An evaluation of AKI in the setting of NSTI or burn should exclude the presence of rhabdomyolysis. The incidence of all-cause AKI associated with critical burns is high at 39.1% [16]. However, a 10-year retrospective review of 714 severely burned patients revealed a 1% incidence of rhabdomyolysis [17]. A smaller retrospective study found the incidence of late-onset rhabdomyolysis to be as high as 9% in severely burned patients [18]. Rhabdomyolysis has been described in the setting of skin necrosis associated with injection drug use [19]; however, larger trials and case series are lacking. Assessment of renal function in the setting of rhabdomyolysis may be aided by the determination of cystatin C. Large variations in eGFR calculations between cystatin C and creatinine have been noted during recovery from rhabdomyolysis related AKI [20]. Our patient had an elevated creatinine kinase at the time of admission (664 U/l) which gradually improved over 3 weeks and thus was inconsistent with rhabdomyolysis-associated AKI. Of interest, on hospital day 60, our patient's cystatin C level was higher than his creatinine (1.9 mg/l vs. 1.6 mg/dl, respectively). While neither his cystatin C nor creatinine level are consistent with AKI requiring dialysis, the eGFR estimates based on each are different. The patient's creatinine-based eGFR (MDRD) is 55 ml/min and his cystatin C-based (Dade Behring) estimate is 34 ml/min [21]. A potential explanation may be his history of diabetes, which has been shown to be associated with higher levels of cystatin C compared to serum creatinine [22]. Additionally, the eGFR based on cystatin C is less impacted by the patient's decrease in muscle mass and correlates better with our calculated wound clearance above.

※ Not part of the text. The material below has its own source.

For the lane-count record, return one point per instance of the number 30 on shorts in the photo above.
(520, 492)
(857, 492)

Medication dosing errors are common in the setting of critical illness [23,24]. In our hospital, eGFR based on the MDRD equation is reported with any serum creatinine level. Despite the safeguards of computerized physician order entry, the patient's renal function was repeatedly overestimated, leading to the overdosing of several medications. A further caveat lies in whether to assess the patient's effective clearance as 0 ml/min for anuria or include the patient's limited creatinine clearance from his wound in dosing. Again drawing from burn literature, several studies suggest increased antibiotic clearance in the setting of massive burns [25,26,27,28]. Data suggests antibiotic clearance is correlated with increased creatinine clearance seen in burns; however, the possibility remains that some of the antibiotic is cleared through sero-sanguineous drainage.

In summary, we present the case of a patient with NSTI who endured 31 consecutive days of complete anuria. His creatinine decreased over this interval without the use of extracorporeal therapy. Instead, his abdominal and lower extremity wound acted as a non-specific filter and the patient's volume loss and replacement were analogous to continuous hemofiltration. During sustained anuria, he maintained a small measure of creatinine clearance through his massive wound output.

Acknowledgement

This work was supported by National Institute of Health grants T32DK007510, T32GM007019, and K23 DK081616.